Anselmo Crespo | Diário de Notícias
| opinião
A mesa onde agora me sento para
almoçar com os meus colegas de trabalho é a mesma onde, nos últimos anos,
passámos horas a fio a discutir e a tomar decisões. E o almoço, esse, não
dispensa os cuidados do senhor Manuel e da dona Lina, gente boa que aos 63 anos
trata os clientes do takeaway como se estivessem sentados à mesa do
seu restaurante.
Foi durante um destes almoços,
dignos de filme de época, que, em conversa de deitar fora, se comentava como as
discussões políticas em Portugal já não são apenas entre esquerda e direita,
mas transformaram-se, quase todas, numa guerra de "fascistas" e
"marxistas". Como se nenhum moderado ou democrata tivesse cabimento
lá no meio.
Para não puxar ainda mais o filme
atrás, atentem apenas às duas últimas duas semanas.
Rui Tavares e a telescola.
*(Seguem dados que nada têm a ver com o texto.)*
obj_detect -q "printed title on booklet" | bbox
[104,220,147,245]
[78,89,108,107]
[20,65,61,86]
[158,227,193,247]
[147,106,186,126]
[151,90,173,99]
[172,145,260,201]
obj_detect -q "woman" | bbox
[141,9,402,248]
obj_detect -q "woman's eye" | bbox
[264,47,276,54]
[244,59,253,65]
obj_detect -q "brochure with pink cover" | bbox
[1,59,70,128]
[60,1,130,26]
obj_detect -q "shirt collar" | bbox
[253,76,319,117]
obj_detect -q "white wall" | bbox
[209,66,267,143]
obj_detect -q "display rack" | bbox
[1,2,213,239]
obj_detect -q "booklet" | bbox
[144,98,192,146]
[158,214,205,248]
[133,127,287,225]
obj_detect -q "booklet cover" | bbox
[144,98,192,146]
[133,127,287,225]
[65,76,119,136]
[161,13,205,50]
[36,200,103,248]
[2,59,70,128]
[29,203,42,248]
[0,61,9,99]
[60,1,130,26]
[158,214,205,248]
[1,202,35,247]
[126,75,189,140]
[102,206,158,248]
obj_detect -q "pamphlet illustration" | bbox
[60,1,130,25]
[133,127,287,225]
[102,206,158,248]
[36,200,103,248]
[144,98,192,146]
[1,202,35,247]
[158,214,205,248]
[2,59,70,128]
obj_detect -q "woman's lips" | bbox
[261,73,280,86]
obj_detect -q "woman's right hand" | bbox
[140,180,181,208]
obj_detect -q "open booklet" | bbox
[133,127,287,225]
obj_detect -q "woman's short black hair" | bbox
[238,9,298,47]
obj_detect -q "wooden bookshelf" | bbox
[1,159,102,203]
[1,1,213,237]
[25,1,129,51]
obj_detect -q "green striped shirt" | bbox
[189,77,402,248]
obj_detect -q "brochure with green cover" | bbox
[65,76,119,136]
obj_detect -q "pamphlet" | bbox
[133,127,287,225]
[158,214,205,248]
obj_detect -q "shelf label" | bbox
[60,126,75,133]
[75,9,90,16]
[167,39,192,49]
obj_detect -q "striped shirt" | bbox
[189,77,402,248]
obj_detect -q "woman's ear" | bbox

Uma
mentira repetida muitas vezes não só não se torna verdadeira como não passa a
ser catalogada como uma notícia falsa. Uma mentira é isso mesmo: uma mentira.
Nesta semana, alguns partidos de extrema-direita, secundados por um
eurodeputado do CDS e, depois, pelo próprio CDS, decidiram espalhar pelas redes
sociais que Rui Tavares - professor, historiador e fundador do Livre - estava a
dar aulas de História na telescola. Ainda que fosse verdade, não só não seria
um crime de lesa-pátria como os alunos estariam muito bem entregues.
Acontece que não é verdade. Rui
Tavares aparece num vídeo, retirado de um programa que fez para a RTP, a falar
do Portugal governado por Salazar. Não aparece a fazer um comício, aparece a
dar factos históricos.
Mas isso - os factos - nunca
impediu os que vivem numa cegueira ideológica, cheios de esqueletos no armário
e de contas para ajustar, de atirarem lama.
Seria menos grave se esta
polémica de algibeira tivesse ficado circunscrita à bolha das redes sociais.
Mas não. O CDS decidiu acelerar ainda mais a ventoinha - com perguntas ao
Governo -, continuando o seu haraquiri partidário.
O 1.º de Maio. A cegueira
ideológica da direita, lamentavelmente, tem paralelo na esquerda. Com o país em
estado de emergência e os portugueses fechados em casa há quase dois meses, a
CGTP decidiu transportar em autocarros mil sindicalistas, vindos de concelhos
de onde não podiam legalmente sair, e posicioná-los, de três em três metros,
para as objetivas das câmaras fotográficas e de televisão.
Quem se atreveu a criticar -
legitimamente - foi imediatamente catalogado de fascista, capitalista e de
outras coisas acabadas em "ista" que não adianta agora aqui referir.
Entrevista à ministra da Saúde. É,
porventura, o exemplo acabado deste baixo nível a que a discussão política em
Portugal desce tantas vezes. A entrevista que Marta Temido deu à SIC, conduzida
pelo Rodrigo Guedes de Carvalho, foi alvo dos comentários mais idiotas nas
redes sociais.
A equação é fácil e, sobretudo,
básica: se o jornalista fez perguntas difíceis, se não "largou"
enquanto não encontrou resposta para essas perguntas - como tem de ser -, só
pode ser de direita. Claro que se o Governo fosse do PSD, o mesmo jornalista,
fazendo o mesmo trabalho, só podia ser de esquerda.
Com a devida distância social,
sentados à mesa do almoço, recordava-me o Pedro - que é mais do que um parceiro
de almoço - que esta "carne viva" que vivemos hoje, capaz de nos
catalogar a todos entre "fascistas" e "marxistas", começou
no período da troika e renasceu agora nesta nova crise que estamos a
viver. Entre os incendiários ressabiados e reincidentes, que andam
permanentemente a tentar transformar o espaço público numa espécie de PREC, e
os pobres de espírito, que encontram numa publicação no Facebook o palco que
nunca alcançaram por mérito próprio, é a democracia que sai mais frágil.